Le soleil se lève, derrière ses nuages, son brouillard nocturne et matinal mêlé, et il jette un rayon rapide entre ses deux paupières humides. Il frappe à une croisée qui réagit mollement, puis il pénètre dans une petite salle de séjour sombre.
"Tic tac! Tic tac!" va la pendulette comtoise sur la cheminée, engourdie dans sa laque noire et ses fioritures dorées. Un chat ronronne, solitaire, sur le fauteuil, un chat de gouttière gris et zébré comme un vieux chiffon strié et mal lavé, sur un fauteuil dont le grenat ancien cède le pas à un blanchâtre en pointillés aux endroits d'usure entourés d'auréoles de patine des doigts mille fois promenés à l'étoffe, cercle diffus d'un cerne sombre d'avoir trop veillé à la vie, veillé à l'envie.

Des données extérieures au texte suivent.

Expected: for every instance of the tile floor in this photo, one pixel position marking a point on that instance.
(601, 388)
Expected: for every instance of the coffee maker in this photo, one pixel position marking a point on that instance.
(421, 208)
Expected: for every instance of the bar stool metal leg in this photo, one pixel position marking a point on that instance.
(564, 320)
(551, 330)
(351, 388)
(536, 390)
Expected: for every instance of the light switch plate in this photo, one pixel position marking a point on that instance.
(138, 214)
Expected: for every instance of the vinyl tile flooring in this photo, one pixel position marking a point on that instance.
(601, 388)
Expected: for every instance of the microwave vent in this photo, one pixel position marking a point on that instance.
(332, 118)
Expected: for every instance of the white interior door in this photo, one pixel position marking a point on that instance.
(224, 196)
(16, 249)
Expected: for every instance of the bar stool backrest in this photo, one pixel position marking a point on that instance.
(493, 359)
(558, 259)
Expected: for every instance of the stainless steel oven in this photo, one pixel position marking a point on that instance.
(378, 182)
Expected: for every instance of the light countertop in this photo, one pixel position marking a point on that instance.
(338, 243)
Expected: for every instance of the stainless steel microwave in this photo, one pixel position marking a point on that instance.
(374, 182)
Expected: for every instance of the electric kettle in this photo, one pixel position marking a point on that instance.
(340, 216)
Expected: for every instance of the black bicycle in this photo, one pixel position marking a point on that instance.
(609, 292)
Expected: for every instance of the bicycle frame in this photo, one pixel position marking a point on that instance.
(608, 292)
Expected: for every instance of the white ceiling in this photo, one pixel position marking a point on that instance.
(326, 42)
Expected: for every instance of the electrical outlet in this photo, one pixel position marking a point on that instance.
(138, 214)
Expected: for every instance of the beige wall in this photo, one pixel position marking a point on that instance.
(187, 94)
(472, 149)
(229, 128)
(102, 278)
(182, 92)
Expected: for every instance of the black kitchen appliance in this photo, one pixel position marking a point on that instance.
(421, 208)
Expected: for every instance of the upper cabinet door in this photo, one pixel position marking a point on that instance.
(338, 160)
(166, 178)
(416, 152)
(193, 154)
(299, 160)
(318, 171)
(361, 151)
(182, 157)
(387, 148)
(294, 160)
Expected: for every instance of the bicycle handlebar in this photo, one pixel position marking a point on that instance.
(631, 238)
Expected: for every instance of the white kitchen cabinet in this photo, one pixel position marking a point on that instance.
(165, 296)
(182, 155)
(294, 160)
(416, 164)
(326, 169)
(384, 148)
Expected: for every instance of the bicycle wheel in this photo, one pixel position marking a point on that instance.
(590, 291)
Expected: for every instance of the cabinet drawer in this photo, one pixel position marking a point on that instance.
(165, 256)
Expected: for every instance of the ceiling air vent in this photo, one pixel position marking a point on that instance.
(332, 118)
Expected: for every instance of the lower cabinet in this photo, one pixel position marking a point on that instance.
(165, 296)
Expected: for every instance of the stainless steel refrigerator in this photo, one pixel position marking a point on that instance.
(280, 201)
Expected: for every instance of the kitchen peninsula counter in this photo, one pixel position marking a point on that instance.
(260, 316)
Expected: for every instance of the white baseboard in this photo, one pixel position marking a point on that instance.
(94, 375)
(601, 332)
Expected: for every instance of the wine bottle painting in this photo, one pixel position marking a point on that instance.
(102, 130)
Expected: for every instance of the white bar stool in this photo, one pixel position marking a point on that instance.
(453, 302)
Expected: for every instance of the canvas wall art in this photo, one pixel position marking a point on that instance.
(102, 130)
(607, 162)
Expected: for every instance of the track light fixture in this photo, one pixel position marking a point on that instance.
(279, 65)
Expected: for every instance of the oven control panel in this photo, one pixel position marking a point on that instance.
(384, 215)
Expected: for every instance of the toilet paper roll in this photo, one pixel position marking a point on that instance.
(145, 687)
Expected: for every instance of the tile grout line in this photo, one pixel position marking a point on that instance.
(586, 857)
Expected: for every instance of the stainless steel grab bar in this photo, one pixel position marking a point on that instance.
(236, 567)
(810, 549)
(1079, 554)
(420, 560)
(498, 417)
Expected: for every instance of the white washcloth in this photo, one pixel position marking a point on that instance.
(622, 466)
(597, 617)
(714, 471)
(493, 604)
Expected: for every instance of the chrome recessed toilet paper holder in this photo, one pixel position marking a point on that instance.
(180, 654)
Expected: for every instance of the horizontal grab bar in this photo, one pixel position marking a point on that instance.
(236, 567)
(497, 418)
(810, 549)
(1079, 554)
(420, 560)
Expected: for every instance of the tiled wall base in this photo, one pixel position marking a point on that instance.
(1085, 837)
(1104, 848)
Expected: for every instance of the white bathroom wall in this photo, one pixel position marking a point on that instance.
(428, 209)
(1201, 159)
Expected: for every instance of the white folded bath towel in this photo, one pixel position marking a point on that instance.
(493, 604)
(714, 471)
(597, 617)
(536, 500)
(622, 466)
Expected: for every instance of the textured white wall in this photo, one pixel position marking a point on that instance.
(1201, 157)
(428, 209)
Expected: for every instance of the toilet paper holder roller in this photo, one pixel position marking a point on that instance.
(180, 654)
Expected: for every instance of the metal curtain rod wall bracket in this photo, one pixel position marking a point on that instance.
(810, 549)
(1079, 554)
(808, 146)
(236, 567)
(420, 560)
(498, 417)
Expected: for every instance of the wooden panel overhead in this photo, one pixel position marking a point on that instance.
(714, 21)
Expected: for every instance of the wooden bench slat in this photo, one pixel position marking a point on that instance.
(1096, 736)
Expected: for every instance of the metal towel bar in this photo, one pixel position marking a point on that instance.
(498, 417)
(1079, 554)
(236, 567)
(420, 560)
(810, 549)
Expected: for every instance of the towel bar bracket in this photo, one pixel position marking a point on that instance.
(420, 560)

Et la table à peine rutile d'un éclat émoussé et le pauvre rayon de soleil égaré fuit dans la cuisine tout aussi peu aguichante d'une maison dont la chaleur humaine monte d'un désordre persistant qui s'entrecroise à une mise en ordre erratique. On a bien essuyé la table, mais les assiettes sont empilées sur l'évier. Les deux Saint Paulia et le bégonia de la fenêtre explosent de couleur et de vie, et leurs soucoupes regorgent de l'eau de leur soif dûment surveillée, mais deux ou trois fleurs fanées auraient dû être coupées depuis bientôt deux ou trois jours.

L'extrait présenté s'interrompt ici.